Thoughts from a Recovering Ideologue

Following my post of yesterday, I learned that Senator Tom Cotton illustrated a point I made by declaring that he did not regret anything he had said in his letter to Iran. Well, f course not. Any ideologue cannot back down, cannot admit that he is “wrong” because to admit that any of his ideas are less than “Right” is to understand that his perspective on the world is limited. That is much related to something uncovered recently in his college newspaper editorials in which he declared, “Spare me the diversity seminars.”   “Diversity seminars” are of as much value to him as they are to ISIS. If the notion…and experience of diversity…sunk into his heart it would totally melt down. The house of cards that is his reality would come tumbling down.

Of course, I am talking from experience and am guilty of the “projection” that I speak of so often. For, just as an alcoholic in recovery announces that “once an alcoholic, always an alcoholic” and ideologue in recovery like myself has to make a similar announcement, “Once an ideologue, always an ideologue.” But with alcoholism and with ideologue-ism, “confessing the sin” is a step in the direction of addressing the underlying issue. As poet Conrad Aiken noted, “To name the abyss is to avoid it,” though in this case I would say “to begin to get some distance from it.”

Yes, ideas are still very important to me. And, furthermore, without ideas we could not function as human beings. But, seeing that ideas are not the “thing-in-itself” I am now less obnoxious than I used to be and can even handle the realization that some who stumble upon this palaver are briefly stunned before flashing a sign of the cross at the computer screen and running from the room screaming. And that is the right thing for them to do for I offer here only a finite perspective on the world and for those who respond with disapproval are doing the right thing…for them! And I will never want to kill them, or shame and humiliate them. Heck, I won’t even try to stop them from voting! Diversity is good! As the French say, “Vive le difference!”

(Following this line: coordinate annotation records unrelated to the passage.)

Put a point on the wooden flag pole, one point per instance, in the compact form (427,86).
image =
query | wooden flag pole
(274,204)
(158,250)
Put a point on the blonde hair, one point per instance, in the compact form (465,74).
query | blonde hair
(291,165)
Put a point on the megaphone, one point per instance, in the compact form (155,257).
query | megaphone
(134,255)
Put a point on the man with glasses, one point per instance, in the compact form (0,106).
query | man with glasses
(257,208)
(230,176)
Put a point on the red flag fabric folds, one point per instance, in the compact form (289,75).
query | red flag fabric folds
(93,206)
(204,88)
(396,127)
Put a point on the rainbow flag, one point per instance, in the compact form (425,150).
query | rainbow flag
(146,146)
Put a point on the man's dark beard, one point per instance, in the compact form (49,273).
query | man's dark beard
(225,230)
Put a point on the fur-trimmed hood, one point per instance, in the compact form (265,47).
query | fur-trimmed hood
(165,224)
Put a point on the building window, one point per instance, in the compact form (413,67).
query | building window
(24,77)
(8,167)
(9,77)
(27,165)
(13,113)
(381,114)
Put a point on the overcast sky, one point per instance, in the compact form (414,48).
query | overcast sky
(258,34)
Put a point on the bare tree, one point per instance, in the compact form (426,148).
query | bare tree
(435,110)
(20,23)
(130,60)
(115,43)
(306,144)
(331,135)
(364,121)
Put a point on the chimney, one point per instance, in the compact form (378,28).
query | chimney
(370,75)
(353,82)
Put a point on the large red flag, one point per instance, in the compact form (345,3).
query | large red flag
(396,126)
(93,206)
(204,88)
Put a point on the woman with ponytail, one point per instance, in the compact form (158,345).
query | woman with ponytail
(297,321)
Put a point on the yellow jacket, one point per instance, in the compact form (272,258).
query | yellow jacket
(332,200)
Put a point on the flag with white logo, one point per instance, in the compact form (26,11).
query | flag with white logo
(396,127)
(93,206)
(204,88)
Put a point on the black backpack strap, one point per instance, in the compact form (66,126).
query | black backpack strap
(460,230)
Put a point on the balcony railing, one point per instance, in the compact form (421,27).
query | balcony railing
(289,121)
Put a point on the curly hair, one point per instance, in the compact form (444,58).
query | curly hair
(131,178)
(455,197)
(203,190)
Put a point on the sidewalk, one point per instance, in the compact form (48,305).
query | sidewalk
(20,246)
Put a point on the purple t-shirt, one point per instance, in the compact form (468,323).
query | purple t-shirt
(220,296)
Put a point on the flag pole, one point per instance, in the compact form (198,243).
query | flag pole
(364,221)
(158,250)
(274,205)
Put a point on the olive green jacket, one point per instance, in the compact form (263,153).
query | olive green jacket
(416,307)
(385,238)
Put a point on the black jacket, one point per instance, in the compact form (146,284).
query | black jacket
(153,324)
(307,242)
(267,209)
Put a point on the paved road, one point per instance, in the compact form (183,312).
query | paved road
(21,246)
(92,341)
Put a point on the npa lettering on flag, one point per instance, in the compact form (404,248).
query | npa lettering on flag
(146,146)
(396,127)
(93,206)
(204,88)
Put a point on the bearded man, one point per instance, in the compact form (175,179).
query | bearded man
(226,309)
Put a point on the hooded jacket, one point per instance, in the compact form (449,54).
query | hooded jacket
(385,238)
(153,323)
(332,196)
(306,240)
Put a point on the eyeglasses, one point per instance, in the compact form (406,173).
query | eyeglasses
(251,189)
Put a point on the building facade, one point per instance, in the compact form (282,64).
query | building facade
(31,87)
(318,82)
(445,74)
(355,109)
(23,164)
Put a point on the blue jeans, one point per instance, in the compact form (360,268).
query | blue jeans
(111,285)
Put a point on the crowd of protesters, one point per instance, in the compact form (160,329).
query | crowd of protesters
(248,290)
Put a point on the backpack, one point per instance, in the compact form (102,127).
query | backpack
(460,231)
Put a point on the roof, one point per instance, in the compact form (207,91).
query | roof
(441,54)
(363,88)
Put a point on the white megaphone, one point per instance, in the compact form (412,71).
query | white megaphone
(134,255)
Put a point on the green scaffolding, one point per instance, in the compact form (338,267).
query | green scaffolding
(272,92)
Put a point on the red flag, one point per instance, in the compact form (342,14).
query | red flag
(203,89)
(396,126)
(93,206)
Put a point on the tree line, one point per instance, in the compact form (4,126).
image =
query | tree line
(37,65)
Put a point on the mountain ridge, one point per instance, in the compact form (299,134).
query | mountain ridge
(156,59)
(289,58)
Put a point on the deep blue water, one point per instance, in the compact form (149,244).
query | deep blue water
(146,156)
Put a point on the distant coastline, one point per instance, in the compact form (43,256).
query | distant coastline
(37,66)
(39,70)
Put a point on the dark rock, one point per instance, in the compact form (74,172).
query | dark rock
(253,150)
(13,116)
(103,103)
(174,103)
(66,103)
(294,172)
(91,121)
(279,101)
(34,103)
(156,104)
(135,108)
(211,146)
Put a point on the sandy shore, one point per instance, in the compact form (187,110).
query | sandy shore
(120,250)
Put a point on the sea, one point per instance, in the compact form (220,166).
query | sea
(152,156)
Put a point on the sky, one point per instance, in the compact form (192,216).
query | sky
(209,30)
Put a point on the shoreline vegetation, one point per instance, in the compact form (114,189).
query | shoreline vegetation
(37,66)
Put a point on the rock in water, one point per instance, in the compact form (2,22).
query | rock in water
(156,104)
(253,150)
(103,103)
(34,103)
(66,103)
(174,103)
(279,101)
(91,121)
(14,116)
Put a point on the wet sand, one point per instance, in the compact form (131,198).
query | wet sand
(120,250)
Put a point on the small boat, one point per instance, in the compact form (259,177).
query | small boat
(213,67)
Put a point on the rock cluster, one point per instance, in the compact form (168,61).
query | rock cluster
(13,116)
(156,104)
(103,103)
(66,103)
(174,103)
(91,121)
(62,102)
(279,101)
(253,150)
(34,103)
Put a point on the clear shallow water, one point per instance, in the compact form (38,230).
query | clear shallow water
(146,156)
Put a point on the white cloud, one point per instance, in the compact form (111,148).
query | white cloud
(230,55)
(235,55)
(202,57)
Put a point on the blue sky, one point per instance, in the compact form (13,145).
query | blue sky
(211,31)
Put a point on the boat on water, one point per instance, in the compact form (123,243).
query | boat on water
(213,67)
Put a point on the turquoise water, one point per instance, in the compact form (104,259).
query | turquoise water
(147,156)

But sharing this notion with Tom Cotton and his minions would be…borrowing rural Arkansas wisdom from my dear momma…”like pouring water on a duck’s back.” And for you “city folks,” the water just runs off a duck’s back without ever penetrating the surface and getting to the skin. So with his intransigence he is safe. And that allows him to feel really good about himself and makes him politically tenable with like-minded souls. But in his position, there are many more important issues on the table than his own safe, smug little worldview. And that is something we must all remember each day.